EGS/CLG Hybrid. Sage Geosystems’ approach to geothermal development combines open-to-reservoir EGS and closed-loop CLG. The Sage approach begins with drilling a well to approximately 4 to 6 km total depth.

It then uses its HeatRoot technology to propagate fractures downward, reaching at least several hundred more feet in depth and with it, much higher temperatures than the BHT of their well. The fractures are filled with a highly conductive slurry that is also convective. Then a pipe-in-pipe closed-loop heat exchange system with a supercritical circulation fluid is placed in contact with the HeatRoot network.

“Think of this system like tree roots reaching downward from the well that suck up heat from the depths and deliver it to the wellbore,” said Lev Ring, founder and CEO of Sage.

“You’ve got heat resources that would have required a well twice as deep to access, by growing some roots to feed your heat exchanger,” added Lance Cook, Sage’s president.

Blind Geothermal Picks Up Steam

At the end of December, Canada-based Deep Earth Energy Production (DEEP) announced what is being called a historic milestone with a positive well test from its Border-5HZ well, the deepest horizontal well ever drilled in Saskatchewan and the world’s first 90° horizontal fluid-production well to be drilled and hydraulically fractured for a geothermal power-generation application.

The DEEP project is essentially a directionally drilled “blind hydrothermal” resource, which puts it in the same category as conventional hydrothermal resources such as those in Iceland and other isolated areas. The resource is a hot sedimentary aquifer, meaning that there is existing water in the formation.

This type of resource is more limited than the hot and dry sedimentary rock that is fairly ubiquitous globally and, therefore, the focus of EGS, CLG, and other potentially scalable geothermal development at this point. “Blind” in this case means that there are no visible surface manifestations—such as geysers, hot springs, or fumaroles—of the heat and water underground.

How much more limited blind hydrothermal resources are than their deep, hot-rock counterparts is a pending question, and one that may attract more attention following the successful DEEP well test.

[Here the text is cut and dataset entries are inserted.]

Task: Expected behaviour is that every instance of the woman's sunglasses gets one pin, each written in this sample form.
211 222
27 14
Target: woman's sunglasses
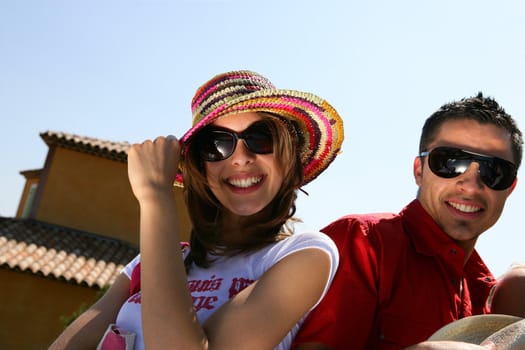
448 162
216 143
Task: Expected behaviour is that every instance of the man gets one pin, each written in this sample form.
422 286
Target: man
402 277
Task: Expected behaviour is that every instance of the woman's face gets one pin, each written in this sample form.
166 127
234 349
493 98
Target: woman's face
245 182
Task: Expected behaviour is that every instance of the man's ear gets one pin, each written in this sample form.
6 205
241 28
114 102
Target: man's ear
512 187
418 169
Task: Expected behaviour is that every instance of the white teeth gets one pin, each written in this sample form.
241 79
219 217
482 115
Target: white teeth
465 208
245 182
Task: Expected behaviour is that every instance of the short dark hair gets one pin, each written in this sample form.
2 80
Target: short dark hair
482 109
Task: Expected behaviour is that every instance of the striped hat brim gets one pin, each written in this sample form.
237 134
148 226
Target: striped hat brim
320 124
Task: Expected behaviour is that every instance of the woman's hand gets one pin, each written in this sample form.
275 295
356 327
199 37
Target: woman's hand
152 166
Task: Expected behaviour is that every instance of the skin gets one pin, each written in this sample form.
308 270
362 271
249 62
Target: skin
464 207
508 294
256 318
86 331
245 182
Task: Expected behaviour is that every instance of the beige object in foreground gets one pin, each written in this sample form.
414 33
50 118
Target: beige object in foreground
507 332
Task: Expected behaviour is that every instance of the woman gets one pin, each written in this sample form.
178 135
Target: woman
246 282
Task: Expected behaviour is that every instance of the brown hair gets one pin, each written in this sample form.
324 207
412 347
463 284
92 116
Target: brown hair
205 210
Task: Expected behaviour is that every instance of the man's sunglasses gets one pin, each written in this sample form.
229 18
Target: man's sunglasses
448 162
216 143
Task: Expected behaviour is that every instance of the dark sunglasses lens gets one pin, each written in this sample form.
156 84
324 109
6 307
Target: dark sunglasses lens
447 163
497 174
216 145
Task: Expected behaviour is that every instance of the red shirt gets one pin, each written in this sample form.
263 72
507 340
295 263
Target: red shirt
400 279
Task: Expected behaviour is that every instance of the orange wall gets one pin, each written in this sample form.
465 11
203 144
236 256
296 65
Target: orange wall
93 194
23 199
31 307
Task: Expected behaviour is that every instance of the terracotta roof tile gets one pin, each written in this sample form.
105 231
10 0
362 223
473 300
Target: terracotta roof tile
62 253
103 148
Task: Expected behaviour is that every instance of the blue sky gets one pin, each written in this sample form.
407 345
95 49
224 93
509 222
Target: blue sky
127 70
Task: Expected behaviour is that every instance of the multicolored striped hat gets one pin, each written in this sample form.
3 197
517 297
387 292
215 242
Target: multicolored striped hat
245 91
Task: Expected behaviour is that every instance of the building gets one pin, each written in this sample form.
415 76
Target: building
75 228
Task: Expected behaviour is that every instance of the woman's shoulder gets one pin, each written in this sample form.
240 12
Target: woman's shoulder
304 240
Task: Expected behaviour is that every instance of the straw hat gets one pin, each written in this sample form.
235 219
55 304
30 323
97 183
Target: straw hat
507 332
319 124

According to industry sources, there are at least three major operators looking right now at where blind hydrothermal resources may be located throughout the world.

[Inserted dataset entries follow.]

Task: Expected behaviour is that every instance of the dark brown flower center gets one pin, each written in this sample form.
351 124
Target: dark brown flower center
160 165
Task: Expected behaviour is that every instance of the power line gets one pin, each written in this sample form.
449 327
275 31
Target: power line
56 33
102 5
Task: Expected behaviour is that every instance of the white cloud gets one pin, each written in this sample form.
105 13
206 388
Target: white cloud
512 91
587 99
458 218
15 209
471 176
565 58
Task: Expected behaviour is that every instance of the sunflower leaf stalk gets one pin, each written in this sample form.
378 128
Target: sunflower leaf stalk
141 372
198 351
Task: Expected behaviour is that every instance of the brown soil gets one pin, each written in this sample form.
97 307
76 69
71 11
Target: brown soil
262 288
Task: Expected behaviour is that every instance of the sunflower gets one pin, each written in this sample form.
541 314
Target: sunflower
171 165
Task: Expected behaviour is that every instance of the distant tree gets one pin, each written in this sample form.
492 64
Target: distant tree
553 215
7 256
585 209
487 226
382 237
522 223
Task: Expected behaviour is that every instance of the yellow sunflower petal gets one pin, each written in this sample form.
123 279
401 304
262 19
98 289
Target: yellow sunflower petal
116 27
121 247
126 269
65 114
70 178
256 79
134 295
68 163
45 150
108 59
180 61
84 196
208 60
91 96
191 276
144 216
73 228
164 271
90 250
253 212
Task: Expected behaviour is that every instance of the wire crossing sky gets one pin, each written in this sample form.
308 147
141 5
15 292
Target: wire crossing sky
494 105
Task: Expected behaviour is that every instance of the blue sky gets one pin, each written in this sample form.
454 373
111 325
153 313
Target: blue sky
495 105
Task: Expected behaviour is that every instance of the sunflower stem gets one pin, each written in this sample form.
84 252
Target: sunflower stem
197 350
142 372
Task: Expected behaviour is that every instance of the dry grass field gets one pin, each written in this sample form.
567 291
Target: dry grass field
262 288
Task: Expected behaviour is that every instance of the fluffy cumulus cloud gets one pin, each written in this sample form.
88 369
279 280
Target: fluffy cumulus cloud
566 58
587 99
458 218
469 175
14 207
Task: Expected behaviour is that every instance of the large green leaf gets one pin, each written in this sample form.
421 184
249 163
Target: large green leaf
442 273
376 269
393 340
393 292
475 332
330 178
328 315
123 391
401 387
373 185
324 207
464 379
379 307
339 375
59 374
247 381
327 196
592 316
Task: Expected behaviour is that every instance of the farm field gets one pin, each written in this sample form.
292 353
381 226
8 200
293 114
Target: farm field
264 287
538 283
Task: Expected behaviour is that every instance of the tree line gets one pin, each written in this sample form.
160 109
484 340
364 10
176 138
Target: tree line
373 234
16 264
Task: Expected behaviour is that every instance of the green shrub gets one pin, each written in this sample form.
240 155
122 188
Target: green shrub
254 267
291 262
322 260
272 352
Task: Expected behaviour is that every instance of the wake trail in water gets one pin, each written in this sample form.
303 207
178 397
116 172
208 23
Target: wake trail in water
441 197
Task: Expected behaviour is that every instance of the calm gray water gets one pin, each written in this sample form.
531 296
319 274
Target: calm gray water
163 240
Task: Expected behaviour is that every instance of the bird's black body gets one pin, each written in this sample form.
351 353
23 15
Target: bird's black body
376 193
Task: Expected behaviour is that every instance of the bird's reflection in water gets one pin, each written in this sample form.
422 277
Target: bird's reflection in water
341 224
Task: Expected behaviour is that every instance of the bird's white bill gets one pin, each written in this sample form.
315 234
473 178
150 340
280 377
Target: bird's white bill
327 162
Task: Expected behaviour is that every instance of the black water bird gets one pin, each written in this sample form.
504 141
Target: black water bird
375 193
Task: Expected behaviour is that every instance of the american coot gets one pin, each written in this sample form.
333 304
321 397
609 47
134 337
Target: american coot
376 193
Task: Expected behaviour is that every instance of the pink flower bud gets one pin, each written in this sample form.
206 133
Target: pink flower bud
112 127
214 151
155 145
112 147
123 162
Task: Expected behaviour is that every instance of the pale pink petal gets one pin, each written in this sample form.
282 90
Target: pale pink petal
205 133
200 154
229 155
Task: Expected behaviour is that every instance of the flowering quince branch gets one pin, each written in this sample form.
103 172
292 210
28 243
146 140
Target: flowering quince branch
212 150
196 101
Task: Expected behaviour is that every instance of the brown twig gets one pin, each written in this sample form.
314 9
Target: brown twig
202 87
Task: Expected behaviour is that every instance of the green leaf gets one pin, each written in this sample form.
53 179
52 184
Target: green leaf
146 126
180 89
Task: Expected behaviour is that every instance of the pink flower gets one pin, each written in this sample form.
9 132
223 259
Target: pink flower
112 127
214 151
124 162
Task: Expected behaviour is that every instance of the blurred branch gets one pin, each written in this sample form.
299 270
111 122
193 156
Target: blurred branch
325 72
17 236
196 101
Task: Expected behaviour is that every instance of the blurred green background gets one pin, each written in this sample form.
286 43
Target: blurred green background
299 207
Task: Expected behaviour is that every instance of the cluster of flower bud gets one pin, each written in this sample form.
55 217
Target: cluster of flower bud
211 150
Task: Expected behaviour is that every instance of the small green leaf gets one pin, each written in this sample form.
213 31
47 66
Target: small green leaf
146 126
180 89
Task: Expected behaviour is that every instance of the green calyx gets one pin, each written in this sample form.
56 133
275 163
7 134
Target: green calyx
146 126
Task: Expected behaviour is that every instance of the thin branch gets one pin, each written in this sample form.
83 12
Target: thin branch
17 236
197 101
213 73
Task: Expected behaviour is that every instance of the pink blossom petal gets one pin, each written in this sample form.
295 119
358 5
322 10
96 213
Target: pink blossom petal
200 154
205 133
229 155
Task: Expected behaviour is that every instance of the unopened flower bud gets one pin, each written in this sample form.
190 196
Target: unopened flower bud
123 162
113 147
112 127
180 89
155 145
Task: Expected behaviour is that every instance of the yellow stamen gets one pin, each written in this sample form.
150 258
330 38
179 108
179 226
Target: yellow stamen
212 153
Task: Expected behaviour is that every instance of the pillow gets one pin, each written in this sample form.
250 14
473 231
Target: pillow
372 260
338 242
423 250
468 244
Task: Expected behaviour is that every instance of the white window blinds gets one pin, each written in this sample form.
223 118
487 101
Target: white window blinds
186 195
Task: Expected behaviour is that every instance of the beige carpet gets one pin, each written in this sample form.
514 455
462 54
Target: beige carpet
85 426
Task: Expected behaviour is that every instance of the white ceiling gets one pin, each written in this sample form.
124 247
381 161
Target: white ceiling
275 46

DEEP is producing the high-temperature water in the Border-5HZ well using an electrical submersible pump and said the well was completed using a sliding-sleeve system. The company also noted that the hydraulic fracturing operation was carried out using “standard horizontal-well completion procedures.”

“What is needed to scale geothermal to the point where it can fulfill its potential as a global energy source is specific innovation and expertise in drilling technologies—the very expertise and skills many in oil and gas already have,” Beard said.

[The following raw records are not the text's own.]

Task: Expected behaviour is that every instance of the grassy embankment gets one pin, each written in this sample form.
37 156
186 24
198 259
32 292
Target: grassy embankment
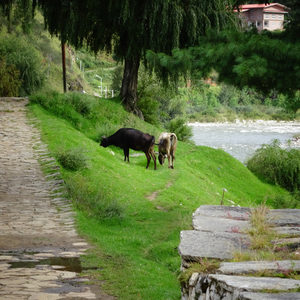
134 216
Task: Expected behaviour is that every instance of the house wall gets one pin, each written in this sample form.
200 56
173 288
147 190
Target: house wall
270 18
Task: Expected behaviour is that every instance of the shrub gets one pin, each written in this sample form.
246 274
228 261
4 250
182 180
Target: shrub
96 205
149 108
83 104
72 159
9 80
26 59
182 131
277 165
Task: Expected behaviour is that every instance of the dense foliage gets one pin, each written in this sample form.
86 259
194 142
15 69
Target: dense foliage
19 54
130 28
9 79
277 165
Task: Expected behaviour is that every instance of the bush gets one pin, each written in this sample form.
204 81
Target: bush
149 108
277 165
26 59
9 80
72 159
182 131
96 205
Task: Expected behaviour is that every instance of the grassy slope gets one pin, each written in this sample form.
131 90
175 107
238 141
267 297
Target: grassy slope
137 257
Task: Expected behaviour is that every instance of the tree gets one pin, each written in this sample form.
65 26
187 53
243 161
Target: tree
261 60
131 27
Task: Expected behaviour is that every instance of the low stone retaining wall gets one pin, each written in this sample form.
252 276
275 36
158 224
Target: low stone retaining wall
218 234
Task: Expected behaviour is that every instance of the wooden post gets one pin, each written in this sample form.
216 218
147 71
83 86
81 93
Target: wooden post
63 53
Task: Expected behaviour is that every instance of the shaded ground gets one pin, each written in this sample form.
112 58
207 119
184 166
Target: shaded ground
39 246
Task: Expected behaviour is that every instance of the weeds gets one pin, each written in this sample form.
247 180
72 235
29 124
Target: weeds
277 165
96 204
204 266
72 159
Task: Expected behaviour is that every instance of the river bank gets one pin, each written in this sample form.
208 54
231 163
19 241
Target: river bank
242 138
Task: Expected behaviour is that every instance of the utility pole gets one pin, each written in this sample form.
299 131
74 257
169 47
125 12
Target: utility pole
63 53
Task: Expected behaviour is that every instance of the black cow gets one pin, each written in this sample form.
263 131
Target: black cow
129 138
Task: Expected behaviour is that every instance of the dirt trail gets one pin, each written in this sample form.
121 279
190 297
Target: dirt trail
39 246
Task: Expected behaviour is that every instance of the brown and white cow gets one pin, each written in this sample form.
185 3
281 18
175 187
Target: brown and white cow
167 143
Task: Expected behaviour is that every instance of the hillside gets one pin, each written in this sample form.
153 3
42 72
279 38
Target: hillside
81 66
134 216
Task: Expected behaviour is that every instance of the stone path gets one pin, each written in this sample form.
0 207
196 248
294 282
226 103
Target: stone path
39 246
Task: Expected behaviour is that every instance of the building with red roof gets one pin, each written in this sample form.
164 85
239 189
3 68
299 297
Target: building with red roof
270 16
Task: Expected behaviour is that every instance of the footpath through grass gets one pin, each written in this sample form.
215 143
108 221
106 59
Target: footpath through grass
131 215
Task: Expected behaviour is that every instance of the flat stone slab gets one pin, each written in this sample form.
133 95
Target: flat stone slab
253 284
292 243
199 244
222 211
284 217
291 231
219 225
265 296
250 267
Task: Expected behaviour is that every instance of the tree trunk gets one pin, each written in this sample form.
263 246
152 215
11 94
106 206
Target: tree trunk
129 86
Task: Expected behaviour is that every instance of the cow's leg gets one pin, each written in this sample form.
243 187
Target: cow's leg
169 159
148 159
153 157
126 154
173 157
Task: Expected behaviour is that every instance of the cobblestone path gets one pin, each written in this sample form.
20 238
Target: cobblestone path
39 246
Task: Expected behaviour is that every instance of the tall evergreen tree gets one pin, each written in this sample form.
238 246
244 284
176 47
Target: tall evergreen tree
131 27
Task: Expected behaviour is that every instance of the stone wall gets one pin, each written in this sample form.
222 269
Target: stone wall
218 233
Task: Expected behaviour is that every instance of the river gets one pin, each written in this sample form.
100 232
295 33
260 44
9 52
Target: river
242 138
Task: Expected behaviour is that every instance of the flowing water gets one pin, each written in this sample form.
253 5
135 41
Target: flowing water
242 138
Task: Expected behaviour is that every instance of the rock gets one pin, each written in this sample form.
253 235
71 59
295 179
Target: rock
204 223
284 217
226 284
265 296
224 212
199 244
250 267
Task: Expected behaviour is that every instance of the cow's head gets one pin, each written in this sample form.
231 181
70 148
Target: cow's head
104 142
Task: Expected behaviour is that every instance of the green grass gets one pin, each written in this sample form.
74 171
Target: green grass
136 241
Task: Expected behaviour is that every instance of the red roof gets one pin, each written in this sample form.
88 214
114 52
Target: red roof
246 7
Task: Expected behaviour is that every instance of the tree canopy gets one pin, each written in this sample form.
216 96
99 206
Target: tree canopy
262 60
131 27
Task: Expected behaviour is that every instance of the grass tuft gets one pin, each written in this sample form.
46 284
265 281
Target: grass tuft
72 159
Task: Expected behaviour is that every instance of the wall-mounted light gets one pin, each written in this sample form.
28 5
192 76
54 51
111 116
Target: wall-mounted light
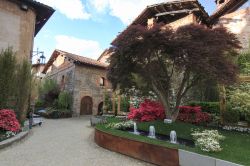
24 7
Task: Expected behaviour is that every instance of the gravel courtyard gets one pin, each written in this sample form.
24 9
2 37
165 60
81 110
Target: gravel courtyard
67 142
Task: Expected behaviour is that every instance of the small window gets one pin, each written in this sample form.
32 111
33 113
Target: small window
102 81
62 82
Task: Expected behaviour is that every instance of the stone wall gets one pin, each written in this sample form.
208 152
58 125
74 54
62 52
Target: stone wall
87 84
189 19
17 29
64 76
239 23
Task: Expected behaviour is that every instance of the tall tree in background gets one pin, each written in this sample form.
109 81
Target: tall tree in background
15 83
171 61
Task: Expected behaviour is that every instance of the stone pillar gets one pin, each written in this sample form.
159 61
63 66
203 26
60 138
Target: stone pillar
113 102
223 105
119 105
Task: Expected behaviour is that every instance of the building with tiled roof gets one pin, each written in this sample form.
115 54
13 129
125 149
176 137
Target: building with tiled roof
20 21
83 77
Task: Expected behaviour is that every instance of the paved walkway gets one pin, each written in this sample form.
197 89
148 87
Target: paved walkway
67 142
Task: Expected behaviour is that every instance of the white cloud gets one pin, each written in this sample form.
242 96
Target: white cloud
86 48
73 9
125 10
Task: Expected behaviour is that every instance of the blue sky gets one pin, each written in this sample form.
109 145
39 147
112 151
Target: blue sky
87 27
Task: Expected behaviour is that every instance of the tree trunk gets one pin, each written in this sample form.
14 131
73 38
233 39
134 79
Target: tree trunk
163 97
222 92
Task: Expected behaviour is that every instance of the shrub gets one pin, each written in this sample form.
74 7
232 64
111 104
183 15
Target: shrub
208 140
7 76
209 107
125 104
147 111
53 113
244 62
49 91
121 125
107 102
193 115
64 100
239 97
248 117
8 121
39 103
231 116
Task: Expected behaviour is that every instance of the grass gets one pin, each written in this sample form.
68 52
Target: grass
236 146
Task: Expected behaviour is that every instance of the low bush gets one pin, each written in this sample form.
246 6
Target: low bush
39 104
208 140
209 107
147 111
58 113
8 121
121 125
64 100
193 115
231 116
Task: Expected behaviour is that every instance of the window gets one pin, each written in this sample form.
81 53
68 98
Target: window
102 81
62 82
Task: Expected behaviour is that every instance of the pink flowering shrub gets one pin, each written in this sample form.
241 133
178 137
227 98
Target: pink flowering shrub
147 111
8 121
193 115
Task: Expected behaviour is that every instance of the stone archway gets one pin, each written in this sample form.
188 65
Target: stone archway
100 109
86 106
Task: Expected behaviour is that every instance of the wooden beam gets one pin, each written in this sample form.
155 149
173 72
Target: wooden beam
177 12
157 10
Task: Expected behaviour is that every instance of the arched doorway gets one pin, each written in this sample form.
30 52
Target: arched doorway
100 108
86 106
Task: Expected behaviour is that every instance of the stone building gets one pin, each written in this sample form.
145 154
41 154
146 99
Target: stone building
84 78
232 14
20 21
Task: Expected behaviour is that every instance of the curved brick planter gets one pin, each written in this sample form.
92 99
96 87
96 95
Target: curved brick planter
14 139
143 151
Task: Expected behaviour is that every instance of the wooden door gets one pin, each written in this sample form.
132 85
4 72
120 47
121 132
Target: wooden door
86 106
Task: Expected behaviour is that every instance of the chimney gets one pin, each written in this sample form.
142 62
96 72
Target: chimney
220 3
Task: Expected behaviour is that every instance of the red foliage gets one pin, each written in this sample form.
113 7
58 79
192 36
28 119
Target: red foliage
8 121
193 115
148 111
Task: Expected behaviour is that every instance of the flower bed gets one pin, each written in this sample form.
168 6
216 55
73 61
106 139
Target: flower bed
9 125
193 115
234 145
147 111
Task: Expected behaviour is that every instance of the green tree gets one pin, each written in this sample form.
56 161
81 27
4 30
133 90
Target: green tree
22 93
244 62
161 55
64 100
7 77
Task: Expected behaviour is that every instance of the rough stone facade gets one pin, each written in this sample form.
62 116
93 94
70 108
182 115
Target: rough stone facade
238 22
80 79
20 21
87 84
189 19
17 28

“ I view the oil and gas industry as the most capable and resourced asset we have on the planet to solve climate change, and with geothermal they can accomplish that end by leveraging what they already know and do,” she continued. “It is oil and gas that will enable ‘geothermal anywhere.’ Across the entities within the industry I’ve engaged with, regardless of their particular current focus, there is clear agreement that the oil and gas industry can make huge and globally relevant things happen in geothermal, fast.”

Van Oort agrees. “Geothermal drillers are very knowledgeable, but they have not yet capitalized on oil and gas developments over the past 10 to 20 years,” he said. “But neither does oil and gas need to come up with absolutely new technologies for geothermal,” he continued. “We can push current technologies and apply them to geothermal to make a step change in drilling efficiency and cost reduction.

“Yes, we have some problems to overcome,” he added. “In the meantime, we have the opportunity to do significantly more with what we have by applying what we learn from data to optimize its efficiency. That’s where oil and gas expertise can really help improve things for geothermal.”